At the interface of science and computing

About Software and Bioinformatics

It seems I end up writing something about software and bioinformatics every so often. In fact, I pretty much wrote about this in my last post. This time it is Lior Pachter’s post on The Myths of Bioinformatics Software. I commented on it on Twitter leading to quite the discussion and a follow up post by Titus Brown.

Before I write more, I’ll try and set up my vantage point. I wrote shoddy computational chemistry software in graduate school (what no version control?!!!), somewhat less shoddy software in my first job at a bioinformatics company (a very small startup), especially since we actually had real software developers, was exposed to a lot of in-licensing as a product manager at Accelrys, industrial strength commercial software at Rosetta Biosoftware, and the last seven years at Amazon where I currently own a growing service (product and engineering).

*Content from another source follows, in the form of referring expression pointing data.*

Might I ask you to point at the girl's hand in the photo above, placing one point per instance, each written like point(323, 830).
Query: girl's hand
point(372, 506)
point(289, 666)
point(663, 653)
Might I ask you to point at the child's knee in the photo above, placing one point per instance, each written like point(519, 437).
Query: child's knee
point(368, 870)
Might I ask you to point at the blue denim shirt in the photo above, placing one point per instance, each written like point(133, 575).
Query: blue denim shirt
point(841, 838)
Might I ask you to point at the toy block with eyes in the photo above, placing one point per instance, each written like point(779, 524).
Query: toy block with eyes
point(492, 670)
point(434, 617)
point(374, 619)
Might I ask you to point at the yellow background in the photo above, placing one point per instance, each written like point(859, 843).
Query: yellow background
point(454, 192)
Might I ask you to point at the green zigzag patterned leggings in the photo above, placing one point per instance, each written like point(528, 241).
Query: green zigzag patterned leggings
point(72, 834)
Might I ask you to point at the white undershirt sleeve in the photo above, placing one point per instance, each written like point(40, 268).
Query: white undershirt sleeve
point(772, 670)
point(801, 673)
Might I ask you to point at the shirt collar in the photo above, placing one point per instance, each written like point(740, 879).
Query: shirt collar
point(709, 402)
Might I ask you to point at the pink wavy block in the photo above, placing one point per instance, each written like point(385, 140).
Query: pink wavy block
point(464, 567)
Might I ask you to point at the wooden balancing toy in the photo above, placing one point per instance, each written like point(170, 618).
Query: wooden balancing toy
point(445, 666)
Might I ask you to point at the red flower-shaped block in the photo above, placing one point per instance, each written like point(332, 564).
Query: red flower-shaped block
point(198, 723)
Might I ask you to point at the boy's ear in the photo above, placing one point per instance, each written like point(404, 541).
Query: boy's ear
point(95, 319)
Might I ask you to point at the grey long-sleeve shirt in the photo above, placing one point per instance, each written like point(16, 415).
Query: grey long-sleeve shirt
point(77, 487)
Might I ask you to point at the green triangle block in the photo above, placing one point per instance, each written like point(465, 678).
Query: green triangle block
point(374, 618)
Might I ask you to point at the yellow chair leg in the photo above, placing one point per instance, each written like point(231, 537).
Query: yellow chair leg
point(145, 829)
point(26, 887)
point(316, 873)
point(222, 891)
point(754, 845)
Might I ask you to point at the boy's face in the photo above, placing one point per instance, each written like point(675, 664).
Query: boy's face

Suffice to say I have strong opinions. The obvious caveat is that I haven’t been in bioinformatics for a long time, but thanks by marriage and through friends I continue to have a pretty close up view of things.

I started reading Titus’ post and was surprised by where it started, then I got to the point where he talked about being angry and frustrated. I am not sure I am angry, but I strongly believe that the biggest problem with bioinformatics is that we expect shoddy in a field where quality should be critical, and the more I think about it the more it’s obvious to me that it is about culture and incentives. So let me address the points one by one.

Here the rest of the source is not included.